Every time I'm here, it reminds me of an anecdote that a friend shared with me a few years back. She was waiting for her boyfriend outside their favorite dim-sum place in Seattle's Chinatown, when a stranger about to enter the restaurant turned to her and asked: "Isn't this great? When you're here, does it remind you of home?"
Her response was: "I'm VIETNAMESE, you fool." Maybe he was just trying to be friendly and make conversation, but seriously... what kind of question is that?! I'm Chinese, and I've never even been to China. As for Chinatown "being like home...?" not a chance. When I was a kid, my elementary school had 4 Asian students total.
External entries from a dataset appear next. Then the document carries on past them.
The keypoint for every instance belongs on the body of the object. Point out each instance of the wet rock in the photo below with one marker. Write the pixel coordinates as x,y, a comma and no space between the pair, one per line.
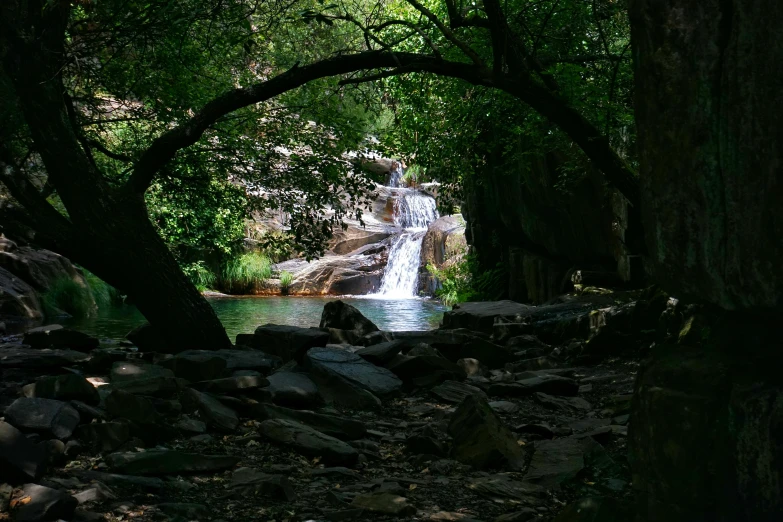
480,437
471,367
64,387
166,462
20,459
196,365
187,511
342,316
425,370
143,378
342,365
386,503
231,384
15,356
504,486
48,417
550,384
55,336
454,392
105,436
121,404
36,503
559,460
295,390
214,413
342,428
288,342
594,509
380,354
504,406
563,404
272,486
308,441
Anyway, I digressed. Shanghai Kitchen is a place that I've passed by many times, and previously have always been struck by their sign advertising "tinny buns." Today, Tiff and I were gratified to see that the sign has since been revised, and now encourages people to try their "tiny buns." Which is exactly what we did. Their Tiny Pork Buns were actually not tiny at all. Each one was about 6cm in diameter, and there were 8. The buns were a size that would fit well in my palm, perfectly pan-fried and crispy on the bottom, but otherwise spongy through-out. Inside the buns was a small amount of soup surrounding the pork, but amazingly nothing was soggy. The dough of the buns had a hint of sweetness, which I thought balanced well with the slight saltiness of the pork. If I had one compliant, it would be that the pork-to-bun ratio was a bit low.
We also ordered the Pork Steamed Buns, which we expected to simply be a steamed version of their "tiny buns," and were surprised to see that they weren't. Instead, they were Shanghai soup-dumplings, similar to the ones that Joe Shanghai is so popular for. The soup-dumplings at Shanghai Kitchen were smaller than those at Joe Shanghai, both because there was a smaller volume of soup inside each, as well as a smaller amount of pork. Each dumpling had only about 3 teaspoons of soup. The wrap was also a bit thicker, and neither Tiff nor I had any "accidents" with our dumplings breaking. However, I personally feel that half the fun of having soup-dumplings is the gamble that you take each time you lift one up to eat. You ask yourself: "Do I feel lucky? Or is this going to pop and make a mess all over my plate - leaving me with a feeling of emptiness as I look at the wasted soup pooling on the table (that I won't get to drink)?" In regards to flavor, neither Tiff nor I could tell the difference between these dumplings and those that we've had at Joe Shanghai.
Prices were insanely cheap, but what else would you expect from Chinatown? Each dish was $3.95, and we left feeling full. After we finished, I made a stop at the Chinatown Ice cream Factory for a scoop of their red bean flavor, and then called it a day.